I can cite many more court decisions on this, how many can you cite allowing the practice?
 

cooknsmoke

Active Member
Old news there son....

In more recent news, cops cannot track a vehicle with a device without first obtaining a warrant... http://acslaw.org/node/13444?gclid=CJeSi7Sz3aMCFczD7Qod5miFeg

http://www.christianlawjournal.com/news/d-c-circuit-rules-gps-tracking-by-police-requires-warrant/

http://www.gazette.net/stories/03032010/bethnew224137_32553.php

http://www.landairsea.com/gps-tracking-blog/police-gps-tracking-hinges-on-warrant-issue/


It is a shame that some would post such controversial messages without first doing a bit of research themselves. This is 2010, not 2007 when the alleged story took place. Recent court decision require police to obtain a warrant, plain and simple.

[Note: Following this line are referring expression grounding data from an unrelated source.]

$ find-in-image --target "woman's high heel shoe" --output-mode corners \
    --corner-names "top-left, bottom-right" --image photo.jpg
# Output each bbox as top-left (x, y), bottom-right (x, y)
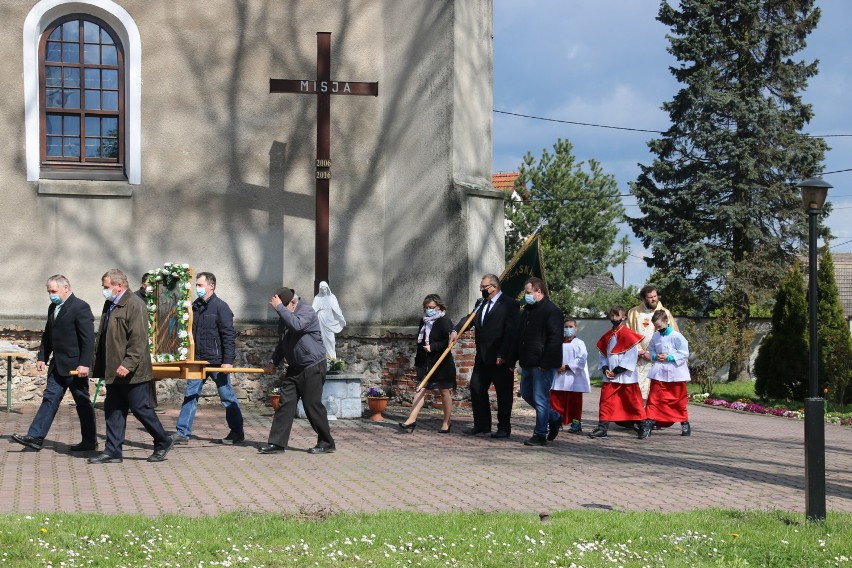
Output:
top-left (438, 422), bottom-right (452, 434)
top-left (398, 421), bottom-right (417, 432)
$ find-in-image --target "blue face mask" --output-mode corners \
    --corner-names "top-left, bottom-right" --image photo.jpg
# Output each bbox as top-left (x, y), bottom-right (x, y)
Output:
top-left (524, 293), bottom-right (536, 305)
top-left (424, 308), bottom-right (437, 318)
top-left (49, 294), bottom-right (62, 305)
top-left (564, 327), bottom-right (576, 338)
top-left (196, 287), bottom-right (207, 299)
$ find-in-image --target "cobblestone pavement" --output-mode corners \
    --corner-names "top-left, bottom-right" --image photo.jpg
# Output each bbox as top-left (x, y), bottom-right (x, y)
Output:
top-left (1, 388), bottom-right (850, 517)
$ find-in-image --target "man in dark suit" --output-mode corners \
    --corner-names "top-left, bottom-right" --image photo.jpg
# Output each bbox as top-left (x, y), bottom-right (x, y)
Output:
top-left (88, 269), bottom-right (173, 464)
top-left (451, 274), bottom-right (520, 438)
top-left (12, 275), bottom-right (97, 452)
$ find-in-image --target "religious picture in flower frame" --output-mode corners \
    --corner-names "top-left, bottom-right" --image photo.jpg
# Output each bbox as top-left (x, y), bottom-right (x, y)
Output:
top-left (146, 263), bottom-right (195, 363)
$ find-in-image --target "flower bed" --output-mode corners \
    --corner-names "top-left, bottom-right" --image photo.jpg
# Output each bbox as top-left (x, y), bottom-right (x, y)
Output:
top-left (689, 393), bottom-right (852, 426)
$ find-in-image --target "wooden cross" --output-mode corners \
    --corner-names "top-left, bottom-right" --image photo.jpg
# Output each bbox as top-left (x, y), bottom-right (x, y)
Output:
top-left (270, 32), bottom-right (378, 293)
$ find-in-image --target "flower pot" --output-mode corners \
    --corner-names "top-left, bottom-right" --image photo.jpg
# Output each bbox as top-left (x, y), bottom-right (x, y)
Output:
top-left (269, 394), bottom-right (281, 411)
top-left (366, 396), bottom-right (389, 421)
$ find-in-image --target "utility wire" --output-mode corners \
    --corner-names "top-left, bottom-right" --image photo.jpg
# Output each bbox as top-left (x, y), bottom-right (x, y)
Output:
top-left (494, 108), bottom-right (852, 139)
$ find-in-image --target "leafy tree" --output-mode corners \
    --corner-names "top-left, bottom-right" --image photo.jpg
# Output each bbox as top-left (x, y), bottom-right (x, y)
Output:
top-left (754, 263), bottom-right (808, 400)
top-left (816, 246), bottom-right (852, 404)
top-left (628, 0), bottom-right (828, 381)
top-left (681, 308), bottom-right (755, 395)
top-left (572, 285), bottom-right (639, 319)
top-left (505, 138), bottom-right (626, 309)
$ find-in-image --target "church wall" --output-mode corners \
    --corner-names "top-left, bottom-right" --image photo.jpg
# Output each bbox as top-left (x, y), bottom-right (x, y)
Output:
top-left (1, 0), bottom-right (497, 331)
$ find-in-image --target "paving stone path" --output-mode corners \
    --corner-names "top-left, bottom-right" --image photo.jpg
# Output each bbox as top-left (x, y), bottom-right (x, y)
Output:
top-left (1, 388), bottom-right (850, 517)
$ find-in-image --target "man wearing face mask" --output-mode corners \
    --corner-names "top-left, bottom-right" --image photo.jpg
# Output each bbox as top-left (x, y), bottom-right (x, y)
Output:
top-left (626, 285), bottom-right (678, 401)
top-left (89, 269), bottom-right (174, 464)
top-left (516, 277), bottom-right (564, 446)
top-left (450, 274), bottom-right (519, 438)
top-left (11, 275), bottom-right (97, 452)
top-left (173, 272), bottom-right (244, 445)
top-left (589, 305), bottom-right (647, 439)
top-left (260, 286), bottom-right (335, 455)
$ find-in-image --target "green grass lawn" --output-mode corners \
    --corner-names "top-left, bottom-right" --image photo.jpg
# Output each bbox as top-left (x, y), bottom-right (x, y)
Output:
top-left (1, 509), bottom-right (849, 567)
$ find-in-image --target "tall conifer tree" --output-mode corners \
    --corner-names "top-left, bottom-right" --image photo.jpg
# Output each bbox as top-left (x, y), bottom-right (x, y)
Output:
top-left (816, 247), bottom-right (852, 403)
top-left (754, 262), bottom-right (808, 399)
top-left (629, 0), bottom-right (827, 380)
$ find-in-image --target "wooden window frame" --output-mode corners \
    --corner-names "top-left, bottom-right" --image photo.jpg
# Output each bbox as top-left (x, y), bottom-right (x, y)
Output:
top-left (39, 14), bottom-right (126, 181)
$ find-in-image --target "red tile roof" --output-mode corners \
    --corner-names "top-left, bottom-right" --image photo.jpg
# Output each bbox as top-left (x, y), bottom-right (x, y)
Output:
top-left (492, 172), bottom-right (519, 194)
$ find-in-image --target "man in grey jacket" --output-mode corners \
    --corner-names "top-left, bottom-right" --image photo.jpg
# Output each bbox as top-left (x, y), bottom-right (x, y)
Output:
top-left (259, 286), bottom-right (335, 455)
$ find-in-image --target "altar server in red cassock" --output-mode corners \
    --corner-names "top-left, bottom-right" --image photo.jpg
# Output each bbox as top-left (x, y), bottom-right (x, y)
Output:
top-left (549, 318), bottom-right (590, 434)
top-left (589, 305), bottom-right (646, 439)
top-left (643, 310), bottom-right (691, 437)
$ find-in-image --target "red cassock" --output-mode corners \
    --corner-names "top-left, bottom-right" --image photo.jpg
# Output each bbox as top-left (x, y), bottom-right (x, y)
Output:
top-left (549, 391), bottom-right (583, 424)
top-left (645, 380), bottom-right (688, 425)
top-left (598, 383), bottom-right (646, 421)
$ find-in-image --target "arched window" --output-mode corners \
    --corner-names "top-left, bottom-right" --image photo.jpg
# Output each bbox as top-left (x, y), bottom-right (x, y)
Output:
top-left (40, 15), bottom-right (124, 180)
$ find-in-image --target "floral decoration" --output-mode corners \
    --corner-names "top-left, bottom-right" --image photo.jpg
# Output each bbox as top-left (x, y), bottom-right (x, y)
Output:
top-left (689, 393), bottom-right (851, 425)
top-left (366, 386), bottom-right (388, 398)
top-left (146, 262), bottom-right (193, 363)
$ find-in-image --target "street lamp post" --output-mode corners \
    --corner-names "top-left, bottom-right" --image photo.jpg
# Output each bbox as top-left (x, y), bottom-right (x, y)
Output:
top-left (797, 176), bottom-right (831, 522)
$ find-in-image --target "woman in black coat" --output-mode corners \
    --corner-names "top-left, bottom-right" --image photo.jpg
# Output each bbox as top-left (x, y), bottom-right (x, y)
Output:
top-left (399, 294), bottom-right (457, 433)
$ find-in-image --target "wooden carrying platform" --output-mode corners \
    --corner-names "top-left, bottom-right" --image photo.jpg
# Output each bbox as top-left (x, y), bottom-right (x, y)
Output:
top-left (152, 362), bottom-right (264, 380)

No need to have a call to arms... lol :roll:

Well, there is something REALLY IMPORTANT to understand. You do have some good info here, but those info only refer to the Federal Appellate Court 4th District ruling. Meaning that those ruling only effect states such as West Virginia, Virginia, North Carolina, South Carolina, Maryland, and Washinton, D.C ,. The story that most people were looking at is the ruling from the Federal Appellate Court 9th district, which basically cover most of the west coast MMP states; i.e California and neighboring states. Therefore, the ruling stands. Those rulings you posted stand as well, BUT ONLY to those states under the juristrictions of the Federal Appellate Court 4th District. So it is important to understand the two so we don't get confused about the story or ruling and how the rule of the judaricary system is applied. The only true answer we will get is when such cases is refer to the U.S. Supreme Court (only if they are willing to hear it). Other than that, each ruling stand in its own juristrictions.